August 20, 2014

Lucha Xtreme, WWE give fans a double dose of pro-wrestling action

Lance Cardoza hangs outside the Lucha Xtreme dressing room decked out in a full tuxedo, which seems out of place in the catacomb of hallways beneath Chukchansi Park.

Cardoza isn't sure of his role in the night's event, set to begin just after the Fresno Grizzlies game, but he is Lucha Xtreme's president, CEO and commissioner and that means he may have to step in if there are any problems during the matches. He needs to look good for this special promotional event, held after the Grizzlies game on Aug. 14.

"There are some problem makers," Cardoza says, his smile hinting at the ensuing theatrics. "It's what they call an angle in the business."

That business is professional wrestling, and fans can get a double dose of it in the next two weeks, starting with WWE Live Sunday night at the Save Mart Center. Lucha Xtreme then will stage its Battle for the Gold tour Aug. 30 at the Hanford Civic Center Auditorium.

Lucha Xtreme is one of the few independent wrestling organizations to televise its events. It broadcasts at 9 p.m. Saturdays on KAIL (Channel 7.1) and has on-demand viewing and monthly pay-per-view matches on its website, www.luchaxtreme.com.

The organization is affiliated with Fresno's Pro Wrestling Training Center and serves as a farm league for the larger wrestling organizations, Cardoza says. Mostly that's World Wrestling Entertainment.

WWE is the standard-bearer for the industry — an entertainment and television franchise that stages about 320 events each year and has launched the careers of superstars such as Dwayne "The Rock" Johnson and John Cena.

Cena will be on hand for the WWE Live event Sunday night. WWE consistently draws some of the arena's largest crowds and has loyal fans, including Lucha Xtreme wrestlers like "Money" Mike Rayne.

"Every week, I can't wait for (WWE's) Monday Night Raw," says Rayne, who moved to Fresno 10 years ago to train to become a professional wrestler.

He would like to make it to WWE. He's tried out and has worked as an extra during local live tapings. But the opportunities are scarce.

"There's only so many spots up there," Rayne says.

Still, he is a professional wrestler. He travels hundreds of miles each weekend to compete with independent outfits like Lucha Extreme. It's a lot like a touring stand-up comic or musician, he says. There's plenty of carpooling with other wrestlers.

When he's not traveling, Rayne is in the gym three or more hours each day doing drills and working on his cardio. That's when he's not too beat up to train.

Wrestling matches may be staged, but the athleticism and danger are real.

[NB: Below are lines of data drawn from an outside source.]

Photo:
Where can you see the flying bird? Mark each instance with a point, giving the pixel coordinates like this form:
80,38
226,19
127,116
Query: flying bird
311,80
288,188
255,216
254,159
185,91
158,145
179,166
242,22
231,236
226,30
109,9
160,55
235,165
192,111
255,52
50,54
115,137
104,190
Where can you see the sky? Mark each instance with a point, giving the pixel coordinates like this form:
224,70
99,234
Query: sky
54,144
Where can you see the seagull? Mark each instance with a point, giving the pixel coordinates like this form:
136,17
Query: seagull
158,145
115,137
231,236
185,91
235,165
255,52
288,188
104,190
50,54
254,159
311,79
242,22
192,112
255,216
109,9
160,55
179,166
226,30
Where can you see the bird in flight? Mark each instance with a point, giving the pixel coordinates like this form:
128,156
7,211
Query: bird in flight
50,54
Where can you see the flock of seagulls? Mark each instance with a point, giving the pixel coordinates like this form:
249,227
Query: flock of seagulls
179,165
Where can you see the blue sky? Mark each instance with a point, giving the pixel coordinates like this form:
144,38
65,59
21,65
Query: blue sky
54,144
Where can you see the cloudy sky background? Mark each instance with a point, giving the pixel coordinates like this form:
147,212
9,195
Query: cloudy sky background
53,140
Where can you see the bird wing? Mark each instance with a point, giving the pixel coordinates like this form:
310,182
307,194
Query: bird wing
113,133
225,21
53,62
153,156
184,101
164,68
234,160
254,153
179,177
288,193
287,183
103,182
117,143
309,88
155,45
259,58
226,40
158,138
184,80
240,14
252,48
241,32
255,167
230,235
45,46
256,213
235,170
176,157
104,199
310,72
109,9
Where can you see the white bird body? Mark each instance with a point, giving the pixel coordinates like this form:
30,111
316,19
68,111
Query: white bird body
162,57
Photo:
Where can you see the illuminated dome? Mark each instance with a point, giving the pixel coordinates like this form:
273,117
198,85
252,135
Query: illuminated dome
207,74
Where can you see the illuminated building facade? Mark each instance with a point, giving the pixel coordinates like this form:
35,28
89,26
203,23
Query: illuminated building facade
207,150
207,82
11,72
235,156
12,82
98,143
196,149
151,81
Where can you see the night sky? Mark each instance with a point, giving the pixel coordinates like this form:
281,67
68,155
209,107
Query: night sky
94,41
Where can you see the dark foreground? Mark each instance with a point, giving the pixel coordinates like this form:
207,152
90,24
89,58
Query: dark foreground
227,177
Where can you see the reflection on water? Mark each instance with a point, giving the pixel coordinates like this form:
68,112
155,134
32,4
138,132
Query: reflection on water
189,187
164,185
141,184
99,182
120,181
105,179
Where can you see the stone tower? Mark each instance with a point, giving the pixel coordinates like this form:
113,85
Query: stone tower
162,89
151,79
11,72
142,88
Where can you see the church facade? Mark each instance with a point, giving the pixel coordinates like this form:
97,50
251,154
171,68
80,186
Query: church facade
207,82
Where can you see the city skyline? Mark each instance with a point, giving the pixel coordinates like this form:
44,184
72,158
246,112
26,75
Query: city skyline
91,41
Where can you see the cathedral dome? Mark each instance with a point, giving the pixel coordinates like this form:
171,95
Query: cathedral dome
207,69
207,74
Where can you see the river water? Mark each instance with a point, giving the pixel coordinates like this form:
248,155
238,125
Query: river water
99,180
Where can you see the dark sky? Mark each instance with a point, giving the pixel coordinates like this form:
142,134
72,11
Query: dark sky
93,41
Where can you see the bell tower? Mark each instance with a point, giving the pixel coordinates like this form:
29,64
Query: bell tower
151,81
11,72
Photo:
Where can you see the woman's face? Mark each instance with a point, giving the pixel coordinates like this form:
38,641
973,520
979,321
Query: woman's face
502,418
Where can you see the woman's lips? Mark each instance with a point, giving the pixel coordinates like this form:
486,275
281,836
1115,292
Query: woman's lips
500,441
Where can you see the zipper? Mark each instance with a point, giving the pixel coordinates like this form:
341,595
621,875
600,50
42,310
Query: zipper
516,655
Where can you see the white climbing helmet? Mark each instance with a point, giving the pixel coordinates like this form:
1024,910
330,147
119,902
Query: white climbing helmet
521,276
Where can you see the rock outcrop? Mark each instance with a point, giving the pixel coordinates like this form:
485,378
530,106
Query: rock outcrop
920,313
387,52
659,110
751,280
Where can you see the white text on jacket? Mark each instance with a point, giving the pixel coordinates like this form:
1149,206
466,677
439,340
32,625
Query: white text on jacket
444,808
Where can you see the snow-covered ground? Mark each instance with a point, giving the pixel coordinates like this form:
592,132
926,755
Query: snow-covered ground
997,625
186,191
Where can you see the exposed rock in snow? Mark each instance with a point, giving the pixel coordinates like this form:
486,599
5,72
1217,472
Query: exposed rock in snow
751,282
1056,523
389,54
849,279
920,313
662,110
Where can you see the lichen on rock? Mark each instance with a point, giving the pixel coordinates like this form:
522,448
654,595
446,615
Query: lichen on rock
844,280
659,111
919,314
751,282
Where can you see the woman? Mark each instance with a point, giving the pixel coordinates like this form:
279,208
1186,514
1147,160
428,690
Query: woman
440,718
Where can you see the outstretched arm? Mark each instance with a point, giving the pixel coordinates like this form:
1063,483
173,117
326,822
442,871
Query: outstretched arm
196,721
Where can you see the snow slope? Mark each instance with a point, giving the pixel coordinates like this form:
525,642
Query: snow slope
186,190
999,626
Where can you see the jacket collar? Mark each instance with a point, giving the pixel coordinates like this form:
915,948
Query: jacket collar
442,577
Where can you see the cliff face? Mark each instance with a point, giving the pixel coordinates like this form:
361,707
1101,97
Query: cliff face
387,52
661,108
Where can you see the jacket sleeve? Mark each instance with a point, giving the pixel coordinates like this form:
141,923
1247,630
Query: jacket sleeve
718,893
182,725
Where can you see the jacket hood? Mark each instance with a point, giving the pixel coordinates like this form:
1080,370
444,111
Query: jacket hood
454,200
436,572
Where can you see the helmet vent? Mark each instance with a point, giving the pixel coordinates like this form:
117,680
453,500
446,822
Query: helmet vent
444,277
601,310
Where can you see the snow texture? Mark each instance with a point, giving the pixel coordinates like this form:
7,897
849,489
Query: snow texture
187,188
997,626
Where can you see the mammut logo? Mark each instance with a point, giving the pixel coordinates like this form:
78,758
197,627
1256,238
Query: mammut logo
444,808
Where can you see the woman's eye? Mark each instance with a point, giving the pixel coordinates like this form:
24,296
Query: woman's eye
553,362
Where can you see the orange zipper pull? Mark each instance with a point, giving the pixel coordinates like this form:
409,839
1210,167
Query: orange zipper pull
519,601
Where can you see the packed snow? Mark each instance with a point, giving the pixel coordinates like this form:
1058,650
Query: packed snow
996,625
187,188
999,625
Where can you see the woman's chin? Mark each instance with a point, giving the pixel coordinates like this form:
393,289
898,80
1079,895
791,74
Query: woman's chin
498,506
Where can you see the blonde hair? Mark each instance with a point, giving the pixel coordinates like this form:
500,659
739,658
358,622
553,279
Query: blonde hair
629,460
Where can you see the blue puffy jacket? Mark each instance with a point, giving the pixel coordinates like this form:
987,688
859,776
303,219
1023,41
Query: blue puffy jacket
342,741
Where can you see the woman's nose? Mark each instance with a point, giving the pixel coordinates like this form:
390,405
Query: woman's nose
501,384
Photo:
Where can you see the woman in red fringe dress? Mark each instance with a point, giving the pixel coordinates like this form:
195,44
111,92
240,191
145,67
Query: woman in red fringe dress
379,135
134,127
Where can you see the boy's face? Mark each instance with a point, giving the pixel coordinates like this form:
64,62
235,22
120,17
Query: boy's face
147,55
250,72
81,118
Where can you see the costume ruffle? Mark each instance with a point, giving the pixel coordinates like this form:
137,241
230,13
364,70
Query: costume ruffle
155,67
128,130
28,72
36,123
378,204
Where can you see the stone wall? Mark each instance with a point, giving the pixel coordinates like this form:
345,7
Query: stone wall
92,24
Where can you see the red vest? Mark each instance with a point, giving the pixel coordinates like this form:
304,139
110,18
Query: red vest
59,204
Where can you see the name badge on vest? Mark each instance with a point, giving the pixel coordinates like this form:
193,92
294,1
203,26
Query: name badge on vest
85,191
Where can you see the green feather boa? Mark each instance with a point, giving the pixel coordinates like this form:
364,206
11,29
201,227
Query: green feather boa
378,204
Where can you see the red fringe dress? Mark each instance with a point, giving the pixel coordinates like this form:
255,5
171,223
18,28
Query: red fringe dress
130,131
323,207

JR Kratos — who wrestles as the God of War — broke both wrists and his foot while in the ring. The Grizzlies match was his first time back since the injury, although the cast he wore was just a prop, which he played up to get sympathy from the fans.

That kind of acting is as important as the action, says Kratos, whose name fits his physique. He was a body builder and boxer before he started wrestling professionally 21/2 years ago. Recently, he returned from a private tryout at the WWE's training facility in Florida.

Kratos follows the WWE superstars both as a fan and a student.

"You're always studying, always trying to evolve your character," he says.

Being a pro wrestler is more than knowing how to take a hit or getting smashed into the mat without blacking out, Cardoza says. With Lucha Xtreme, wrestlers learn how to develop a character and tell a story while in the ring. It's something WWE owner Vince McMahon excels at doing.

"I look at what Vince does and what WWE does. They transcended pop culture when they did Wrestlemania 1," Cardoza says.

"Really, their story is our story. We modeled what we do after a huge, successful company."

The big difference here is the working budget.

"We're not WWE," he says. "But we sign guys to WWE."